Bikes for Humanity on southeast Powell started (as Community Exchange Bike School/Exchange Cycle Tours) in 2005 and became an official non-profit in 2015. I spoke to their current executive director, Andrew Shaw-Kitch, who’s been with the group since 2014. Andrew shared how he went from taking a free class in 2014 to leading the organization, and explained the lost art of patching inner tubes.

The Community Cycling Center in the Alberta neighborhood was founded in 1994 and still serves the community with a retail bike shop and several programs including their annual Holiday Bike Drive, that happened just last weekend. I spoke to their marketing coordinator Cole Lalomia and their program manager Nissy Cobb. Lalomia shared about a very cool program he created called “Pay It Forward” that gave over 200 people free flat fixes this year.
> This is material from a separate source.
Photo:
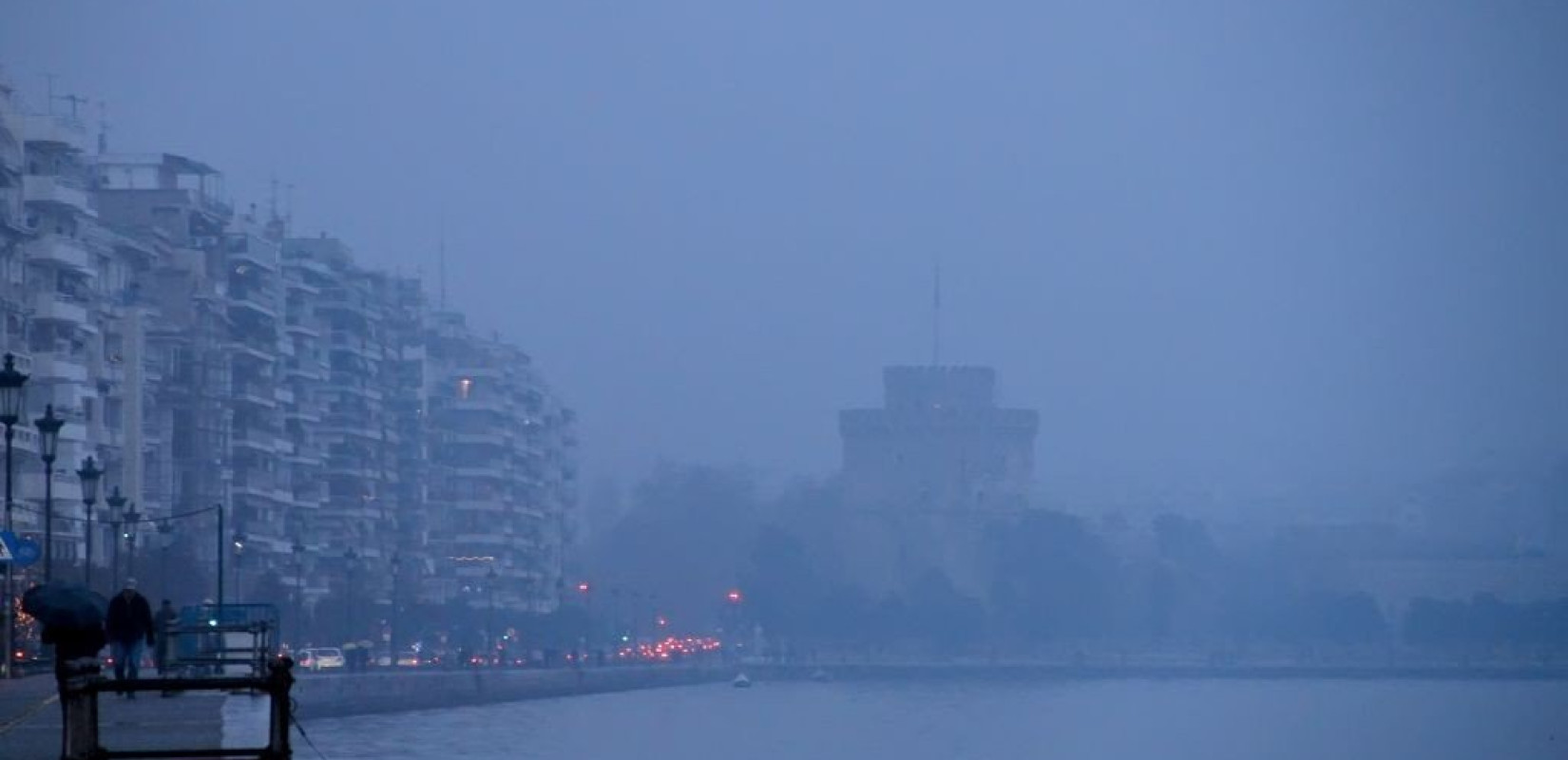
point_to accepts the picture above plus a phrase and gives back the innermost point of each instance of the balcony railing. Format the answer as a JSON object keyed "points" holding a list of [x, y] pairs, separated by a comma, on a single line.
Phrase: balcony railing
{"points": [[60, 251], [52, 190]]}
And Nissy shared how the CCC is their “dream shop” and how its supportive environment made her feel safe enough to come out as trans and non-binary.

It was a really fun episode to put together and I think you’ll be heartened and inspired to hear from these great folks and learn more about the work they’re doing.

One more thing, I want you to know how much I’ve enjoyed getting the podcast up-and-running these past six months or so. We recently pushed past 5,000 downloads which is really amazing and I’m very grateful so many of you are listening.

Thanks again for all the support and have a great holiday.